Los malones de Bohórquez

  Bohórquez dirigía los malones, pero se quedaba atrás, lejos de la contienda, a buen resguardo de las confrontaciones. El primer fuerte que recibió el asedio de los indios fue el que protegía a Mercado y Villacorta, a los pies del cerro San Bernardo, muy cerca de la ciudad de Salta. El ataque brotó masivamente sobre el acantonamiento militar, luego de haberlo rodeado en el amanecer del tercer día de aquella primavera. No había sorpresa porque el gobernador los estaba esperando, naturalmente, aunque la embestida fue igualmente efectiva, hasta que un cacique pudo llegar a las espaldas mismas de Mercado y Villacorta para asesinarlo, pero un subordinado se adelantó y dio muerte primero al curaca. Su cabeza se elevó por sobre la fortificación para exhibirla ante los indios que atacaban en medio de la gritería y el clamor de sus cuernos de combate y el asalto llamó, entonces, a quietud y espanto. Los indígenas sentían que la voluntad de los dioses de la guerra estaba en su contra y el coraje, entonces, se llenó de temblor. Para peor, una pequeña partida de soldados que regresaba al fuerte, ignorante de la irrupción indígena, se anunció con disparos de arcabuces, lo cual fue efectivamente aprovechado por el gobernador que respondió con otra andanada de tiros para que Bohórquez creyera lo que precisamente creyó: que estaba sitiado por un ejército numeroso y ordenó inmediatamente la retirada. 
  Los meses que siguieron, hasta que terminó el año aciago de 1658, golpearon más duro al reinado del Inca de Calchaquí, cuyo poder se derrumbaba como un alud de piedras por la ladera de la montaña en la noche del temporal. Más acorralamiento, más angustia y dolor mojaron los días del Titaquín. Volvió a atacar los fuertes de Andalgalá y San Miguel de Tucumán, de donde otra vez tuvo que huir cobardemente ante los ojos atónitos de los caciques que seguían fielmente su engaño. Pedro Chamijo volvió a pensar en su vieja identidad, porque en realidad empezaba a buscar desesperadamente una vía de escape de esta situación y el valle de Calchaquí, que había sido la biosfera ideal para sembrar las mejores artes de su astucia y toda la red de artimañas para que creciera frondosa la estafa de su reinado, ahora era una cárcel que se estaba volviendo irrespirable y había que salir de allí cuantos antes pudiera con su compañera, la colla inseparable, y todo lo que pudiera reunir de hacienda y bienes para asegurar el futuro en alguna ciudad importante del virreinato o, mejor aún, de regreso a su Andalucía natal. Decidió entones pedir un indulto personal ante la Audiencia de Charcas, para lo cual negaba, por supuesto, cada una de las traiciones al rey que le imputaba el gobernador del Tucumán y, mucho más, que tuviera alguna responsabilidad en la sublevación de los indios calchaquíes. Al contrario, repartía culpas de esta situación en los valles sobre los monjes jesuitas, Mercado y Villacorta y hasta sobre el obispo del Tucumán, fray Melchor de Maldonado y Saavedra.

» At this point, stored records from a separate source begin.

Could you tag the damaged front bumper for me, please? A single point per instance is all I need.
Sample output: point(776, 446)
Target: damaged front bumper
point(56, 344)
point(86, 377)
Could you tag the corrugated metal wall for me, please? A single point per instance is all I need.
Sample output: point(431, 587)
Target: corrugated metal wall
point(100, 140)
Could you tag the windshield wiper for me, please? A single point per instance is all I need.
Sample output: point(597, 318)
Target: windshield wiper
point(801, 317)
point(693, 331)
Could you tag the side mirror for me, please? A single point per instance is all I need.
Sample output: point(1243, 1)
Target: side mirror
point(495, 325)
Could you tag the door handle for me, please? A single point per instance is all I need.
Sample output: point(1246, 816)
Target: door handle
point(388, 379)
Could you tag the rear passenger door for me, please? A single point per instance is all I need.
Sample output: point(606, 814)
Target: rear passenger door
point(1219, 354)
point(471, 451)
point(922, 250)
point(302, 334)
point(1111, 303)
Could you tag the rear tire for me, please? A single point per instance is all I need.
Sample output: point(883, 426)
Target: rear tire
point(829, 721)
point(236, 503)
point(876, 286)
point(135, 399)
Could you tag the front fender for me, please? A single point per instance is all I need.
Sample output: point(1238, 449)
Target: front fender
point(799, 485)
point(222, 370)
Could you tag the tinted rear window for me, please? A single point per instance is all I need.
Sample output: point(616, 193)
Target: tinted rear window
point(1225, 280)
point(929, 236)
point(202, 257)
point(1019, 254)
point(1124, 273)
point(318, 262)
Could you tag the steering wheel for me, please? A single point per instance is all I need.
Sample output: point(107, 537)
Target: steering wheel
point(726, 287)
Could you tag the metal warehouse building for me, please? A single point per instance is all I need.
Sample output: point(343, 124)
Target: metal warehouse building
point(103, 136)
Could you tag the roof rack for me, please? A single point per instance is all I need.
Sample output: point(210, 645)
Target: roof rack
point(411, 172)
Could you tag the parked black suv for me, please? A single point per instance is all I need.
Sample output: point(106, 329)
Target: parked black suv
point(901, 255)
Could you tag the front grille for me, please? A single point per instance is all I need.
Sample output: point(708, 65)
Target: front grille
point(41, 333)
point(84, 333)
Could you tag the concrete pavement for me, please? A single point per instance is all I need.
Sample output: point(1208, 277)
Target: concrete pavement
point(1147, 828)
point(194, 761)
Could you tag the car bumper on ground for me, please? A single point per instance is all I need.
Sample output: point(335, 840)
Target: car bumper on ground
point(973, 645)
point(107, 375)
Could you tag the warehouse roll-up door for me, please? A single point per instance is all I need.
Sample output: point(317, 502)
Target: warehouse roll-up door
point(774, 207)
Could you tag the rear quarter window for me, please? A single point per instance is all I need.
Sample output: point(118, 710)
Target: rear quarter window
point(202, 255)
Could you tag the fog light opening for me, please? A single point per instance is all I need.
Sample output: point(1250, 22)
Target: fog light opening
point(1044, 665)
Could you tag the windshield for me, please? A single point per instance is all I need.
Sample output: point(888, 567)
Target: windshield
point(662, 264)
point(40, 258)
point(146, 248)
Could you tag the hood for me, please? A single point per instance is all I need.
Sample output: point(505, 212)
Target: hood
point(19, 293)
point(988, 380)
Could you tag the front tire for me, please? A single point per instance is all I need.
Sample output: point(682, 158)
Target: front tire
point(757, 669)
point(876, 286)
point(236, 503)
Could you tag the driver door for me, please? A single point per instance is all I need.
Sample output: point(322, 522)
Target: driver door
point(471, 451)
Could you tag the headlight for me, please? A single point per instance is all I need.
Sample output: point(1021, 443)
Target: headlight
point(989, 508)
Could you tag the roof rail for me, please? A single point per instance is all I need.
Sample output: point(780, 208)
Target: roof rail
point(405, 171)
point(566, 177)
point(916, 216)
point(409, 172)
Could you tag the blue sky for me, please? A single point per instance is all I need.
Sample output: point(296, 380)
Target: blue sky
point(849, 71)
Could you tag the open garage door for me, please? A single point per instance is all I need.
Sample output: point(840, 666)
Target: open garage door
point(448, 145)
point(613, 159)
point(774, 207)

  Los jefes indígenas comenzaron a abrir los ojos y sus conciencias y fueron abandonándolo uno tras otro. Entre ellos estaba también Martín Yquisi, quien se reprochaba a sí mismo la media confianza que le había entregado al que estaba dejando de ser el Gran Padre de Calchaquí, así como la falta de valor para no haber advertido más a tiempo a sus pares sobre los riesgos de que esta esperanza colectiva terminase en un rotundo fracaso y se descubriese finalmente la miserable viscosidad del fraude de Bohórquez, que ahora podría llevarse lo peor: la vida de su gente. Pero, por otro lado, rescataba la media desconfianza que desde hacía tiempo sentía por la figura de su liderazgo. En alguna medida había servido para frenar decisiones que, con entera ingenuidad, hubiera puesto en mayor peligro a su pueblo. De todos modos, todavía había tiempo para abandonarlo. Y eso hizo.
  Después de algunos devaneos, la Audiencia de Charcas resolvió otorgarle el indulto que solicitaba Pedro Bohórquez, pero el beneficio lo hacía extensivo a todos los jefes indígenas que habían sostenido la insurrección en apoyo al plan del Inca con la condición, eso sí, que ellos también abandonasen Calchaquí junto a su líder. ¿Cómo lo haría? ¿Cómo podría salir del valle de su reinado efímero con la compañía de los caciques, si sabía que ellos lo habían abandonado y renegado de su autoridad y que sólo los pulares aceptaban estas condiciones para la paz? Lo cierto fue que en abril de 1659 debió aceptar públicamente la falsedad de su mesiánica misión entre los calchaquíes y declararse vasallo de la corona española, para poder dejar estas tierras del engaño. Más tarde, llegó a Lima pobre de toda pobreza y con un destino inevitable de rejas por nuevos delitos de fuga y reincidencia en la tentativa de rebelar a los indígenas del Potosí y todo el altiplano peruano que fue perpetrando en el viaje, después de que perdiese toda la fortuna cuantiosa que llevaba consigo.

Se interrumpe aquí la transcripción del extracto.